La désignation des binationaux inquiète... car elle introduit une différence de traitements entre les citoyens européens, selon qu’ils ont ou non également la nationalité iranienne, syrienne..
La diplomatie européenne et des dizaines d'ONG font pression sur le Congrès américain, jugeant "discriminatoire" le projet des élus d'interdire aux Français et d'autres Européens s'étant rendus en Irak, Syrie, Iran ou Soudan de venir sans visa aux Etats-Unis.
La loi ciblerait aussi les voyageurs qui ont la double nationalité avec ces quatre pays, considérés à risque par les Etats-Unis, même s'ils n'y sont jamais allés. Par exemple, un Franco-Syrien ou un Belgo-Iranien.
Le nombre de voyageurs concernés est vraisemblablement faible mais, inquiètes de ce possible précédent, les associations et l'Union européenne se mobilisent depuis plusieurs jours dans l'espoir de faire amender la mesure avant son adoption finale par le Congrès.

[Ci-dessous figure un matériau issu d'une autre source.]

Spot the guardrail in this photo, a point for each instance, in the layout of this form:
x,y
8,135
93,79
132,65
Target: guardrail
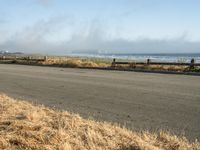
x,y
149,62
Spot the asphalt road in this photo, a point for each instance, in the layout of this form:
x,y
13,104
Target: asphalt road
x,y
141,101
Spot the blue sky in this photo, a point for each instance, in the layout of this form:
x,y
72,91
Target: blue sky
x,y
112,26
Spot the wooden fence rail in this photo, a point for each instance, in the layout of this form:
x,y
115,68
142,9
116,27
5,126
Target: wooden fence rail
x,y
149,62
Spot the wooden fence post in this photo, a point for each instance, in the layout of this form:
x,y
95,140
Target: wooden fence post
x,y
192,63
148,61
45,58
113,63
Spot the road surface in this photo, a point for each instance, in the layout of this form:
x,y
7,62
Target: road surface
x,y
141,101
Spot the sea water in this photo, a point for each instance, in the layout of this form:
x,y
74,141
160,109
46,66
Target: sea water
x,y
181,57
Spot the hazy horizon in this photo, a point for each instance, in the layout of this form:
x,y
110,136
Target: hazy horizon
x,y
114,26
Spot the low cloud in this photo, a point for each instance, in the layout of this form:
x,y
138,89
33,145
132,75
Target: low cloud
x,y
62,35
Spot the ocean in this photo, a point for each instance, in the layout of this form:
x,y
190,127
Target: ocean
x,y
179,57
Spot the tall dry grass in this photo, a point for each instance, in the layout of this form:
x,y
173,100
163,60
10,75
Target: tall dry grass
x,y
24,126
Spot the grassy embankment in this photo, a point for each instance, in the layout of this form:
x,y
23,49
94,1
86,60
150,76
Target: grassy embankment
x,y
75,62
25,126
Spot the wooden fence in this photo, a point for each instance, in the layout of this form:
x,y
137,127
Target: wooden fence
x,y
149,62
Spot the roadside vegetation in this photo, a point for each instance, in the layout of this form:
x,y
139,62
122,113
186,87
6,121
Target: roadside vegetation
x,y
27,126
86,62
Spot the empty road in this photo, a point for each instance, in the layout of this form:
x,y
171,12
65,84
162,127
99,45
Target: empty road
x,y
136,100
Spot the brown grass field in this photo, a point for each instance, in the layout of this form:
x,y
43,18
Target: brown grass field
x,y
81,62
27,126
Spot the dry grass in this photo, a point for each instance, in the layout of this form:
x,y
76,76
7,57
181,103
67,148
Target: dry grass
x,y
76,62
25,126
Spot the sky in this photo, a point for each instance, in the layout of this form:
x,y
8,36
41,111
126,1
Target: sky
x,y
100,26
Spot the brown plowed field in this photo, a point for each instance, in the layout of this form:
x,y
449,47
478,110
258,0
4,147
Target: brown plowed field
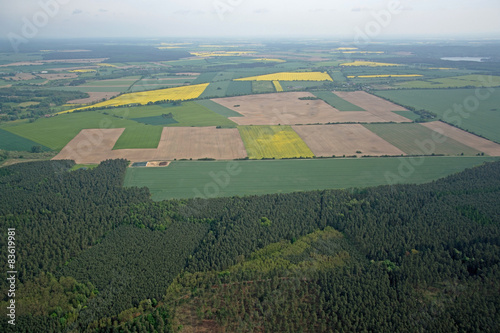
x,y
488,147
200,142
374,105
288,109
96,145
344,139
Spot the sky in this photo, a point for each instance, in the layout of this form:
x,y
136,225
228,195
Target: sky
x,y
31,19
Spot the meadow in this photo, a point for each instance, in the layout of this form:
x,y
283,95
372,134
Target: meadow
x,y
170,94
337,102
199,179
454,82
482,116
56,132
290,76
273,142
11,141
415,139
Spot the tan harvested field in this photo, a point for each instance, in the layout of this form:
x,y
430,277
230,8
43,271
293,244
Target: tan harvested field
x,y
288,109
58,76
200,142
92,146
344,139
488,147
374,105
20,77
94,97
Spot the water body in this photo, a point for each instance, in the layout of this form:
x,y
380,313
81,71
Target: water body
x,y
475,59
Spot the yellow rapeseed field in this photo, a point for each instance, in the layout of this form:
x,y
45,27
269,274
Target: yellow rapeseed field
x,y
144,97
290,76
368,64
277,86
273,142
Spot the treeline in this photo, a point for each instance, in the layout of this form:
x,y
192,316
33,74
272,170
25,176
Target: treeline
x,y
402,258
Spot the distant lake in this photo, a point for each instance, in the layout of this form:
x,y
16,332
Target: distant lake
x,y
476,59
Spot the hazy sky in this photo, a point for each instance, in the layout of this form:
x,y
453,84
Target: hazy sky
x,y
247,18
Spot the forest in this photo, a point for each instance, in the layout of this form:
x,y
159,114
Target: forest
x,y
93,256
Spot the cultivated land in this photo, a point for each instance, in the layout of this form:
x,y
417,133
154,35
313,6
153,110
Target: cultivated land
x,y
208,179
344,140
374,105
96,145
468,139
415,139
460,107
288,109
171,94
200,142
273,142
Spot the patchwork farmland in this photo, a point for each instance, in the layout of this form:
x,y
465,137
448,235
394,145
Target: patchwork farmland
x,y
345,140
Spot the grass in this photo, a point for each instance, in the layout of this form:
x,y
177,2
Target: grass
x,y
273,142
239,88
407,114
216,89
262,87
299,85
191,179
157,120
483,120
415,139
337,102
217,108
83,166
188,114
290,76
13,142
454,82
56,132
145,97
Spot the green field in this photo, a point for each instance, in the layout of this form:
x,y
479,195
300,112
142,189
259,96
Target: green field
x,y
11,141
56,132
273,142
217,108
192,179
238,88
262,87
480,116
156,120
454,82
337,102
408,114
415,139
216,89
299,85
187,114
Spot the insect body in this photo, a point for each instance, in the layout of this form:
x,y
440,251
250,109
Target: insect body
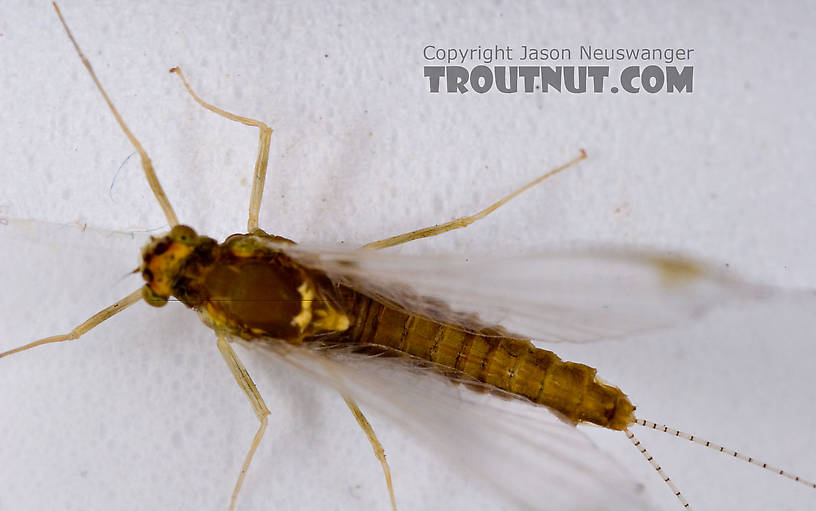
x,y
247,289
264,290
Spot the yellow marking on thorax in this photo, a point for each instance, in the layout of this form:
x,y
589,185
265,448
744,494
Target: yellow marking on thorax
x,y
304,317
164,266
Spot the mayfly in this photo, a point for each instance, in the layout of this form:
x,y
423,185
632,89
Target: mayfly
x,y
339,316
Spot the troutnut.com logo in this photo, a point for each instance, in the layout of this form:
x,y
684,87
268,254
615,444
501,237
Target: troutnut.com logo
x,y
585,69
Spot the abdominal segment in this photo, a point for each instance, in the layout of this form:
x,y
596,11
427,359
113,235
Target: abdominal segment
x,y
490,356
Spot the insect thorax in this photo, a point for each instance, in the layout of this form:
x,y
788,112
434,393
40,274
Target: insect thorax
x,y
243,287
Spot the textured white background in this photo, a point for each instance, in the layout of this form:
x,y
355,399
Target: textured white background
x,y
142,414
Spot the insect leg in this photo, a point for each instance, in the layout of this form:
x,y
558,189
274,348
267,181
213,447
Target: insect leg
x,y
147,165
464,221
83,328
261,411
263,150
379,452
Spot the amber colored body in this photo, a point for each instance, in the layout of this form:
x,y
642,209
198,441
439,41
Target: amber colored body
x,y
245,288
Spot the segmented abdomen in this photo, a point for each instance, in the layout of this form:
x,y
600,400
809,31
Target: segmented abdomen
x,y
489,356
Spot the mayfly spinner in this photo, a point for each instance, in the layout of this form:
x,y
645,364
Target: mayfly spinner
x,y
340,315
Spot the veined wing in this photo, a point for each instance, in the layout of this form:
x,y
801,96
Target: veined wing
x,y
552,296
523,451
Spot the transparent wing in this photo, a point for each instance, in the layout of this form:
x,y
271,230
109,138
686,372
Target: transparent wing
x,y
574,295
523,451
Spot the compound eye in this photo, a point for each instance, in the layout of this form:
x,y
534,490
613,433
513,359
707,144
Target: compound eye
x,y
183,234
152,298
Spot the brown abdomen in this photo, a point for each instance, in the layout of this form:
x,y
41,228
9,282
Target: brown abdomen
x,y
513,365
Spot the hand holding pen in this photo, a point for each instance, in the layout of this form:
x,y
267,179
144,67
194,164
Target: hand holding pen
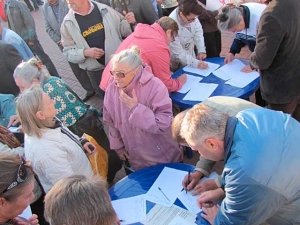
x,y
191,180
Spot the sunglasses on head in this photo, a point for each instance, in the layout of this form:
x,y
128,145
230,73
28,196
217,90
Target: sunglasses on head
x,y
20,176
121,74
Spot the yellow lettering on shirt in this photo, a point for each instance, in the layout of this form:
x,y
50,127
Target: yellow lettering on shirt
x,y
92,29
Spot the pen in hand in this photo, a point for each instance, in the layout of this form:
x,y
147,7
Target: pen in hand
x,y
163,194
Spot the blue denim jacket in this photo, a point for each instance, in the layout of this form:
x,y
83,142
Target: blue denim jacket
x,y
11,37
261,172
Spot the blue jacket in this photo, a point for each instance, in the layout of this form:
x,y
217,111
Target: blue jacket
x,y
261,173
11,37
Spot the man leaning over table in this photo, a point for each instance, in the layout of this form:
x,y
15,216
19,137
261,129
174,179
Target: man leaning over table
x,y
258,152
228,105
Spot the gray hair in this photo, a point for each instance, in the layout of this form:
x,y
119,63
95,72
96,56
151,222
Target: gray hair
x,y
30,70
229,17
129,57
202,122
28,104
79,200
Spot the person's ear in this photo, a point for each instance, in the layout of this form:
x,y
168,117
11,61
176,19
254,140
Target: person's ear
x,y
40,115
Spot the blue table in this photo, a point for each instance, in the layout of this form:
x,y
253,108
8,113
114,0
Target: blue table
x,y
222,90
140,182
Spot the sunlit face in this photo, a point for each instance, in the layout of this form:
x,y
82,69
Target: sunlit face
x,y
239,27
48,109
127,74
76,5
22,84
11,209
188,18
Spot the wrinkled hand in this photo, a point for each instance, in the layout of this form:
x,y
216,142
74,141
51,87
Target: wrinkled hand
x,y
205,186
122,153
202,65
194,179
89,148
228,58
129,17
182,78
207,198
247,69
33,220
13,121
201,56
95,53
210,213
129,101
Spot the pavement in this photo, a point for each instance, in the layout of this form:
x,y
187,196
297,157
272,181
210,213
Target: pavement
x,y
67,75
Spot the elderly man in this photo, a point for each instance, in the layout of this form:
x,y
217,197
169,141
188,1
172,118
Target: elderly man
x,y
276,55
21,21
10,37
54,12
255,190
91,32
153,42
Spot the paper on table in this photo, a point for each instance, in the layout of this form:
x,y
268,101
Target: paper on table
x,y
27,213
161,215
200,92
203,72
124,209
229,70
167,187
242,79
189,200
190,82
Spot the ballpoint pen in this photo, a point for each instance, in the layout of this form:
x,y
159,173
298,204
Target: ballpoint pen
x,y
163,194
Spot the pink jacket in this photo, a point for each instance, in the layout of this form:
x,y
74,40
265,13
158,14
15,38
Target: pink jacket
x,y
145,130
153,44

Les élus américains estiment que le programme d'exemption de visas, dont bénéficient 38 pays riches surtout européens, contient des failles de sécurité, puisque leurs ressortissants n'ont pas à se rendre dans un consulat américain pour obtenir un visa avant de prendre un avion pour New York ou Los Angeles.
La seule formalité pour le voyageur est le formulaire biographique en ligne Esta.

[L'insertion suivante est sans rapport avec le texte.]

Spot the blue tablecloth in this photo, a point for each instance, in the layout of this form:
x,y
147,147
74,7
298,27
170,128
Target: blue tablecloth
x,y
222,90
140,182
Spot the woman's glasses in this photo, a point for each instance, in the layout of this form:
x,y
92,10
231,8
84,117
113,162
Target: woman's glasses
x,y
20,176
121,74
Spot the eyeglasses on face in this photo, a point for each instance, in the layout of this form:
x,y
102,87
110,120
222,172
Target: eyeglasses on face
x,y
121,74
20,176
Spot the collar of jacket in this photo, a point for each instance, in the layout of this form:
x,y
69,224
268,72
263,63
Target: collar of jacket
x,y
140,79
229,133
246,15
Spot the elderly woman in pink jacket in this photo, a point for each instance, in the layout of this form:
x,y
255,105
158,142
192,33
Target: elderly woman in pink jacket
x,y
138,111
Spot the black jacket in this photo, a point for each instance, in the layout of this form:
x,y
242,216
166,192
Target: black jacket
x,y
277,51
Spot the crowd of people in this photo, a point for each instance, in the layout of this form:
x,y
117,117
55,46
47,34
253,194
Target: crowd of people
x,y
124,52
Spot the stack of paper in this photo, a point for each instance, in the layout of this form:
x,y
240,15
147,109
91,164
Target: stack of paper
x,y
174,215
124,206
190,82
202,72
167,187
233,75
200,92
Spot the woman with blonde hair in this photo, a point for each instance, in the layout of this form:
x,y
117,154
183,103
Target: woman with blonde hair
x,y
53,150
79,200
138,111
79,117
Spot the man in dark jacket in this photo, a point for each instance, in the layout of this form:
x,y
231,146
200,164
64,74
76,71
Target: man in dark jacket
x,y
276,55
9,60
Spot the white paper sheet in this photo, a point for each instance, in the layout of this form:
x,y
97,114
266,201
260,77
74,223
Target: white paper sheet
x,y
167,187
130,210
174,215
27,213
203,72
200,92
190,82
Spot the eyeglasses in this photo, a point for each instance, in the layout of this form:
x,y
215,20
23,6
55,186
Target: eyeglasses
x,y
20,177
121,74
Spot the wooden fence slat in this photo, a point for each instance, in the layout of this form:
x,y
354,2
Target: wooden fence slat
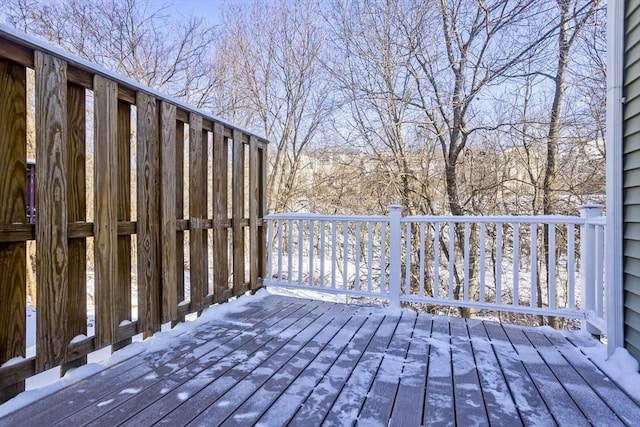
x,y
122,287
220,214
76,212
254,210
147,159
205,203
13,188
51,218
179,167
263,211
197,212
105,206
168,212
238,213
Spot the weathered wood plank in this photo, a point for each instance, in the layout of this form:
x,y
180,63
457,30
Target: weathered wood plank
x,y
122,287
220,214
168,212
213,366
297,331
439,394
327,370
238,213
250,409
13,188
205,233
617,400
179,166
263,211
564,409
295,352
76,212
254,214
500,405
343,408
407,409
105,206
532,407
197,213
260,365
380,397
145,378
148,194
51,220
465,376
597,411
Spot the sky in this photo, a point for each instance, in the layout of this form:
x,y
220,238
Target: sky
x,y
209,9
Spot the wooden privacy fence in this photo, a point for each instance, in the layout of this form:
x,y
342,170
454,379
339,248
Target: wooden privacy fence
x,y
130,130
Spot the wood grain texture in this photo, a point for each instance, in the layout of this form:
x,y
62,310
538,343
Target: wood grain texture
x,y
148,190
263,211
168,212
179,209
13,187
220,214
197,212
106,203
122,287
205,202
238,214
254,213
51,220
76,212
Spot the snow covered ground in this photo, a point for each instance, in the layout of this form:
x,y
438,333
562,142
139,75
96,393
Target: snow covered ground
x,y
621,366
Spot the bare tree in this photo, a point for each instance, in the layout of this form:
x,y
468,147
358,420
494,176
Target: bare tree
x,y
273,53
137,38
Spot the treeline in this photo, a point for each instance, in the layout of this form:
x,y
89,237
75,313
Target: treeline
x,y
449,106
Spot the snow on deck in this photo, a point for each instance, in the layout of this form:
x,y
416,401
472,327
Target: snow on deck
x,y
272,360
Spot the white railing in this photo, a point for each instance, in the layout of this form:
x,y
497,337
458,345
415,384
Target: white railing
x,y
483,262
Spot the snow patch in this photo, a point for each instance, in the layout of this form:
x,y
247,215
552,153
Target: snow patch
x,y
105,403
13,361
30,396
621,367
78,338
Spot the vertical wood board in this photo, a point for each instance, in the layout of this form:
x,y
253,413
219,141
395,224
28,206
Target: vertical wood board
x,y
254,213
149,280
197,211
13,188
238,213
220,213
122,287
105,205
51,219
77,212
168,212
179,167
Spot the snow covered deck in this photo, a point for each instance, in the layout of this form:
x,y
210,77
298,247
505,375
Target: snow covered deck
x,y
278,360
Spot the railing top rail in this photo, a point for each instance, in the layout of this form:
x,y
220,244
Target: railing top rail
x,y
599,220
487,219
520,219
320,217
30,42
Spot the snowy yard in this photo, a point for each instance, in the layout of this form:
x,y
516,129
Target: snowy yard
x,y
270,359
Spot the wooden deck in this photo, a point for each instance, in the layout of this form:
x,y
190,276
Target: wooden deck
x,y
284,360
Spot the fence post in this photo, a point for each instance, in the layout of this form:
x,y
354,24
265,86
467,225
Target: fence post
x,y
588,264
395,255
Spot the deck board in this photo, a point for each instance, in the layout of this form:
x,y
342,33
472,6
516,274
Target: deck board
x,y
293,361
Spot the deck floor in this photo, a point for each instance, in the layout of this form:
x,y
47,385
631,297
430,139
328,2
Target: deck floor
x,y
283,360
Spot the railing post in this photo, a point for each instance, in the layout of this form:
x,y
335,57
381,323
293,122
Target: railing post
x,y
588,264
395,255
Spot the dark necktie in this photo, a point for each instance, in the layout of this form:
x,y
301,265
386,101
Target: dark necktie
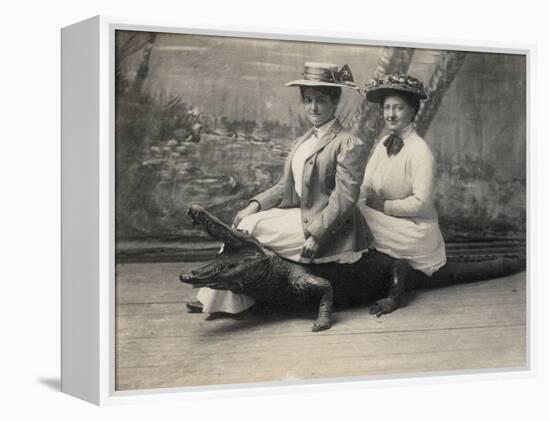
x,y
393,144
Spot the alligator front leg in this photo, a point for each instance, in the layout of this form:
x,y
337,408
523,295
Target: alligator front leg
x,y
315,285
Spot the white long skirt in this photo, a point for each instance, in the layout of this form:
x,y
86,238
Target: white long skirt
x,y
417,240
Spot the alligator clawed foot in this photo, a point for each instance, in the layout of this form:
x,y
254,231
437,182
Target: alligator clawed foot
x,y
322,323
383,306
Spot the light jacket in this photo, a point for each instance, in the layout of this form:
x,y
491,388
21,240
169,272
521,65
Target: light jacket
x,y
331,182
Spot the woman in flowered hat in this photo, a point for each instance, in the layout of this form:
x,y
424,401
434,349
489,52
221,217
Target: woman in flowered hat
x,y
310,215
398,187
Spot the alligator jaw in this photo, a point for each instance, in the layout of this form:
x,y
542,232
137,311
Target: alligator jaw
x,y
220,231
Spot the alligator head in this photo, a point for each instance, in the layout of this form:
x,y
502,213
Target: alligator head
x,y
241,262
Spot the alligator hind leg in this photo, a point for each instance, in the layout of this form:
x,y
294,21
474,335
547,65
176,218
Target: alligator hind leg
x,y
306,283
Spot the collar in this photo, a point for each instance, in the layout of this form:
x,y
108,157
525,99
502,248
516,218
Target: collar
x,y
404,133
324,129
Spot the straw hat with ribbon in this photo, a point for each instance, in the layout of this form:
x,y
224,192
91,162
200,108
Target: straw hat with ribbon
x,y
325,74
377,89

L'allégeance de milliers de "takfiristes" européens, et notamment français et belges, au groupe Etat islamique (EI) fait craindre que l'un d'eux utilise son
passeport pour venir commettre des attentats sur le territoire américain. Car les listes noires américaines d'interdiction d'entrée aux Etats-Unis n'incluent
pas forcément l'ensemble de ces Européens fidèles à l'EI.

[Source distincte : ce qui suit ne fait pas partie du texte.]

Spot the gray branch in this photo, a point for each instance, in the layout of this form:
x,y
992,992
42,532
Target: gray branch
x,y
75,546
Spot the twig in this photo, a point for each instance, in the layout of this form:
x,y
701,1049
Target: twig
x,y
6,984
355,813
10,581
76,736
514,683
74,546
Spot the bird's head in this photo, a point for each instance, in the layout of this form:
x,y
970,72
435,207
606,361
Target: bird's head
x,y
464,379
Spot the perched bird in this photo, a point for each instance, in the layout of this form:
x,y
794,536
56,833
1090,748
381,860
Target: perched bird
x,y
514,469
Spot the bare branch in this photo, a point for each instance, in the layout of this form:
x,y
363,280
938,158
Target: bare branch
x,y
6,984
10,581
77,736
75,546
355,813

La Chambre des représentants, avec le soutien de la Maison Blanche, a donc adopté cette semaine une proposition de loi qui requerrait l'obtention d'un visa pour les ressortissants des 38 pays partenaires qui se seraient rendus en Irak, Syrie, Iran, Soudan ou d'autres pays désignés comme à risque par l'exécutif depuis mars 2011 --même les travailleurs humanitaires et les diplomates.
Ces voyageurs ne seront pas empêchés de venir aux Etats-Unis, mais au lieu de simplement remplir depuis chez eux le formulaire Esta, ils devront obtenir un visa, ce qui implique de se rendre dans un consulat américain, une procédure qui prend généralement plusieurs semaines.
Réciprocité
"Nous vous exhortons à vous opposer à l'insertion de toute mesure qui ferait de certaines nationalités des boucs-émissaires, attisant les flammes d'une exclusion discriminatoire", ont écrit jeudi 76 organisations américaines dans une lettre aux dirigeants parlementaires, dont la grande association de défense des libertés ACLU, et de nombreuses association représentant des Américains d'origine étrangère.
"Il n'y a aucune preuve que les citoyens des pays du programme d'exemption qui ont la double nationalité avec ces quatre pays ont plus de risques de commettre des actes terroristes contre les Etats-Unis", plaident les ONG.
A Washington, c'est David O'Sullivan ambassadeur de l'Union européenne, dont 23 des 28 pays membres bénéficient de l'exemption, qui suit le dossier.
David O'Sullivan, avec la prudence diplomatique requise, ne prononce pas le mot de "discrimination" mais n'hésite pas à parler de mesure "contre-productive". Il regrette que le texte inscrive dans le marbre de la loi certains pays et nationalités, un cadre trop rigide qui, selon lui, n'améliorera pas la sécurité.
La désignation des binationaux inquiète le diplomate, car elle introduit une différence de traitements entre les citoyens européens, selon qu'ils ont ou non également la nationalité iranienne, syrienne...
"Au fait, c'est comme ça que les Américains nous demandent de traiter leurs ressortissants, car il y a aussi des Américains qui ont la double nationalité", lâche l'ambassadeur à l'AFP.
En filigrane, il sous-entend que la décision américaine pourrait susciter des représailles de la part de l'Union européenne, car il rappelle que la
commission doit justement rendre un rapport d'ici avril 2016 sur la réciprocité du programme d'exemption de visas, dont sont exclus cinq pays de l'UE (Bulgarie, Chypre, Croatie, Pologne, Roumanie).
Le texte adopté par la Chambre cette semaine doit encore passer par le Sénat. De source sénatoriale, il est "probable" qu'il soit intégré à l'immense loi de finances qui doit être adoptée avant mercredi.
Les négociations, très imprévisibles, se poursuivaient vendredi en coulisses sur la forme finale de la réforme. Les ONG réclament des exemptions professionnelles, notamment pour les travailleurs humanitaires et les journalistes.
L'ambassadeur européen espère que le Congrès ne se précipitera pas et prendra le temps de la réflexion, au moins jusqu'en janvier.